子どもの頃、「一寸法師」の昔話を読んだことがある方も多いのではないでしょうか。
私自身も、まんが日本昔話などで見た“童話”としての印象が強く、小さな男の子が鬼を退治して大きくなる話、というイメージを持っていました。
ですが、住吉大社を参拝した際に見かけた“大きなお椀の展示”をきっかけに、一寸法師が大阪・住吉と深く関係している伝説だと知り驚きました。
後から調べてみると、一寸法師は「住吉の神に授かった子」とも伝えられており、住吉大社とのつながりが語られているそうです。
今回は、住吉大社と一寸法師伝説の関係について、実際に参拝した時の記憶も交えながらまとめてみたいと思います。
一寸法師といえば“小さなヒーロー”の昔話

一寸法師は、日本でもよく知られている昔話のひとつです。
小さな体の男の子が、お椀の船に乗り、箸を櫂(かい)にして京へ向かい、鬼退治をして立派な人物になる――という物語は、多くの人が一度は聞いたことがあるのではないでしょうか。
私も長い間、「昔から語られている童話」という認識しかありませんでした。
そのため、大阪の伝説と関係しているとはまったく知りませんでした。
住吉大社で見かけた“大きなお椀”

以前、住吉大社を参拝した際、境内で一寸法師をモチーフにした大きなお椀の展示を見かけたことがあります。
中に入って記念撮影もできるようになっていて、実際に見るとかなり印象的でした。
その時は「一寸法師のお椀なんだな」くらいにしか思っていなかったのですが、後から調べてみると、一寸法師と住吉大社には深い関わりがあることを知りました。
春に再び住吉大社を訪れた時には、そのお椀の姿が見当たらず、
「あれ?前にあったはずなのに……」
と少し気になっていたのですが、その時は体調もあまり良くなく、種貸社の方までは行けませんでした。

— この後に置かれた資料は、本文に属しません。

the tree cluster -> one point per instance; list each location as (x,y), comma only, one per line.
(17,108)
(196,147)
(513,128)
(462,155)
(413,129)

もしかすると場所が移動していたのか、期間限定の展示だったのかもしれません。
ですが、その“気になった記憶”が、後から一寸法師伝説につながっていったように感じています。
一寸法師は“住吉大社の申し子”だった?

住吉大社に伝わる話では、一寸法師は「住吉の神に授かった子」とされています。
子どもに恵まれなかった夫婦が住吉大神に祈願し、生まれたのが一寸法師だった――という伝承が残っているそうです。
そして一寸法師は、住吉の浦から京へ向かったともいわれています。

こうして見ると、ただの昔話だと思っていた物語が、“住吉の土地に残る伝承”として急に現実味を帯びて感じられました。
大阪は昔から水運で栄えた地域でもあり、住吉大社も海や航海と深く関わる神社として知られています。
お椀の船で京へ向かうという話も、そうした土地柄と重なって見えてくる気がしました。
昔話の背景を知ると見え方が変わる
子どもの頃に読んだ昔話は、「作り話」や「童話」として記憶に残っていることが多いように思います。
ですが実際には、その土地の信仰や歴史、地域に残る伝承と結びついているものも少なくありません。
私にとっての一寸法師も、まさにそんな存在でした。
住吉大社で見たお椀の展示がなければ、今でも「小さな男の子の昔話」という印象だけだったかもしれません。
実際にその土地を訪れ、後から背景を知ることで、昔話の見え方が少し変わった気がします。
おわりに

一寸法師は、子どもの頃から知っている有名な昔話でした。
ですが今回調べてみて、その物語が大阪・住吉の伝承とつながっていることを知り、とても印象に残りました。
昔話として知っていた物語が、実際の土地や神社と結びついた瞬間、「知っているつもりだった話」に別の面が見えてくることがあります。
住吉大社を参拝した際には、そんな一寸法師とのつながりにも目を向けてみると、また違った楽しみ方ができるかもしれません。